Whoopi Goldbergs copper kettle

Quote: lofthouse @ 16th August 2023, 10:06 PM

Whoopi Goldbergs copper kettle

I thought it was Angela Lansbury's copper kettle as mentioned in S1 of the UK version of The Office?

What about Ken Dodds' dad's dog's dead?

If answering the phone to someone I know, I will often say Good mauning -Rene Artois style.
Plenty Doh's when making a mistake and lots of 'my arse.

Quote: MrsLogicFromViz @ 16th August 2023, 10:13 PM

I thought it was Angela Lansbury's copper kettle as mentioned in S1 of the UK version of The Office?

No no no!! Stop getting Partridge wrong!!

https://m.youtube.com/watch?v=hZTTp3kJWgg

Quote: lofthouse @ 16th August 2023, 10:31 PM

No no no!! Stop getting Partridge wrong!!

https://m.youtube.com/watch?v=hZTTp3kJWgg

OMG - you're so right and I am wrong. I totally forgot about KMKYWAP.

If I've achieved something to my satisfaction I say "Piff Paff Poff"
The only thing I remember from "The High Life"

and I pronounce "calibre" like Hancock.

As long as you're not quoting Blackf**kingadder.

Quote: Michael Monkhouse @ 17th August 2023, 6:37 AM

As long as you're not quoting Blackf**kingadder.

As if we would?

I go around quoting Father Ted. When Master Logic used to attend church parade as part of his cubs/beavers duties I used to sit in the pew and "concentrate on looking holy."
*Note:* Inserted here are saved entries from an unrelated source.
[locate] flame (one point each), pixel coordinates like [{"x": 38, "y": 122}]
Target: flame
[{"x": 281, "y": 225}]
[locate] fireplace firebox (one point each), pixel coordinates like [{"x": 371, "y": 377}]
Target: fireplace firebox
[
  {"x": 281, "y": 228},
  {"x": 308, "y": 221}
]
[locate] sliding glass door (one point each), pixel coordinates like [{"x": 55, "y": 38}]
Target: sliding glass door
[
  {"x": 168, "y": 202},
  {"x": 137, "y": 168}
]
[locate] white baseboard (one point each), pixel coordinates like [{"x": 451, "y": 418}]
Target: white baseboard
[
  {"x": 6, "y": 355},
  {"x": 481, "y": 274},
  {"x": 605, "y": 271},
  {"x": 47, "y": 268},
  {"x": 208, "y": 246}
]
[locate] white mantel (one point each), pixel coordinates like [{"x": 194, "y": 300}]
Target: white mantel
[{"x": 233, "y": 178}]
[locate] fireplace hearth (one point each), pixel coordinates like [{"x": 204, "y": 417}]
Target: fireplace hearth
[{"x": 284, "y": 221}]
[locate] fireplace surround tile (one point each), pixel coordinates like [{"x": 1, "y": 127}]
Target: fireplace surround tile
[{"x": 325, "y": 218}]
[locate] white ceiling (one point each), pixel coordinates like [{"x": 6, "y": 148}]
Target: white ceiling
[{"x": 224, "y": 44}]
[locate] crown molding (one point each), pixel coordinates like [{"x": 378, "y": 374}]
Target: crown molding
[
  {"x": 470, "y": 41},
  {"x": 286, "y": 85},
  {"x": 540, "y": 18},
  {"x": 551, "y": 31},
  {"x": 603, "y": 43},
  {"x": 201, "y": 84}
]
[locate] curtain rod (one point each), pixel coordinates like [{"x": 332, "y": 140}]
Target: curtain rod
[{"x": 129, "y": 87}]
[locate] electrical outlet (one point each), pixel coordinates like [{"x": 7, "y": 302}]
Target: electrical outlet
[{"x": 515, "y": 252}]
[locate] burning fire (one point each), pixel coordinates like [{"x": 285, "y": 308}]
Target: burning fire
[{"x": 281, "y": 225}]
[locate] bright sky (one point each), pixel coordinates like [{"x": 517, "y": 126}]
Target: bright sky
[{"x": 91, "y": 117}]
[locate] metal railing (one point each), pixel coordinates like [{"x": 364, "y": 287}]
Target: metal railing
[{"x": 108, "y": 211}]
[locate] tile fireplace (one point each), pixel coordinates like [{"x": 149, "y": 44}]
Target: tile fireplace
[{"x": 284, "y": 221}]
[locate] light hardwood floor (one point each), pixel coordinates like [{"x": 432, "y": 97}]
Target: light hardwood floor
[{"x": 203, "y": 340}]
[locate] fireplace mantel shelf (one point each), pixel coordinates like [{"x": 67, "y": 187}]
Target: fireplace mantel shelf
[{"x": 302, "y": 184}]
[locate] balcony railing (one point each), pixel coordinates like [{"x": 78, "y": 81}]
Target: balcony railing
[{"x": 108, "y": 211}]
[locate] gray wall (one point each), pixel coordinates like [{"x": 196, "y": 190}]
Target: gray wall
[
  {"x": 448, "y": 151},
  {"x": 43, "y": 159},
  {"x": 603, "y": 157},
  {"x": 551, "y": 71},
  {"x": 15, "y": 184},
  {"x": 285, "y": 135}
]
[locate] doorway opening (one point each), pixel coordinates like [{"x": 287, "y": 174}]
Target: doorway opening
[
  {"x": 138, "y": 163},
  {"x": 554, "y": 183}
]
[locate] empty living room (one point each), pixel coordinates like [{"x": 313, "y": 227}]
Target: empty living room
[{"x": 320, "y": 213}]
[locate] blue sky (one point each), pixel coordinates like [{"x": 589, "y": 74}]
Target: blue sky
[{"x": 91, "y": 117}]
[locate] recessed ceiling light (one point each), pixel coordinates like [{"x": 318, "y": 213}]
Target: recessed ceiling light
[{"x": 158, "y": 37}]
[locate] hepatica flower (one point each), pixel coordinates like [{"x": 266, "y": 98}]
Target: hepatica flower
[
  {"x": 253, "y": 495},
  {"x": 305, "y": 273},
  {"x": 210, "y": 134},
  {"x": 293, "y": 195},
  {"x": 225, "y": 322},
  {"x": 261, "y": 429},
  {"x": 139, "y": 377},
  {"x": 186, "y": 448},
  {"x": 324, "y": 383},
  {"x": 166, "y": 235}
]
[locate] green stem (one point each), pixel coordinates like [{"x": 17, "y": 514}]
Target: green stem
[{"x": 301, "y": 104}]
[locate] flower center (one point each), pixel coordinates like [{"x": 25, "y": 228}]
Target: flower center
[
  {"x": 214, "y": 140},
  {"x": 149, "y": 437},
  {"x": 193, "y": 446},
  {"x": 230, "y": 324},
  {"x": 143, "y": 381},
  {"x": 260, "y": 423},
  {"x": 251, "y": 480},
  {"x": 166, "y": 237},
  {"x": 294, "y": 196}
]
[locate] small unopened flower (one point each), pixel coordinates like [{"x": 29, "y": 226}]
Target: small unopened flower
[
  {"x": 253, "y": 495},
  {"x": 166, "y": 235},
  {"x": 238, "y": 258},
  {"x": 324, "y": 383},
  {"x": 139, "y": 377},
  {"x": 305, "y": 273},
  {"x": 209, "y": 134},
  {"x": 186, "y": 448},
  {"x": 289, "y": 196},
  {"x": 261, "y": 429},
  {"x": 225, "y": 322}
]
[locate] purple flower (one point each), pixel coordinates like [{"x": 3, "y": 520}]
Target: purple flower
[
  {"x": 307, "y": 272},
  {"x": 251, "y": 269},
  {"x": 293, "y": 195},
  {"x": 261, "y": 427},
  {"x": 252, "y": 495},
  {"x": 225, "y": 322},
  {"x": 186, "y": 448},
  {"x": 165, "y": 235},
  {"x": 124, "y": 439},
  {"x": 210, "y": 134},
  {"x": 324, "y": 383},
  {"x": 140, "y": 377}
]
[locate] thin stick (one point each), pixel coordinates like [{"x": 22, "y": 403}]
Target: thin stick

Quote: Michael Monkhouse @ 17th August 2023, 6:37 AM

As long as you're not quoting Blackf**kingadder.

That reminds me of a line from Blackadder that's become very popular in my town. Wherever you go people are always saying "the long winter nights must just fly by". Even the vagrants and orphans that have never seen Blackadder say it and I think a few deaf orphans created a musical rhyme with glockenspiels that won an international award. The line is also very popular among the British prison population as a light hearted way of accepting that options for recreation are limited.

"What are you doing today?"

"Just popping in to the exercise yard for an hour and then reading a few chapters of Vera Drake in my cell"

"The long winter nights...."

Quote: Definitely Tarby @ 17th August 2023, 8:56 AM

That reminds me of a line from Blackadder that's become very popular in my town. Wherever you go people are always saying "the long winter nights must just fly by". Even the vagrants and orphans that have never seen Blackadder say it and I think a few deaf orphans created a musical rhyme with glockenspiels that won an international award. The line is also very popular among the British prison population as a light hearted way of accepting that options for recreation are limited.

"What are you doing today?"

"Just popping in to the exercise yard for an hour and then reading a few chapters of Vera Drake in my cell"

"The long winter nights...."

Of course, Vera Drake was referenced in my favourite episode of Extras, the one with the Dullard.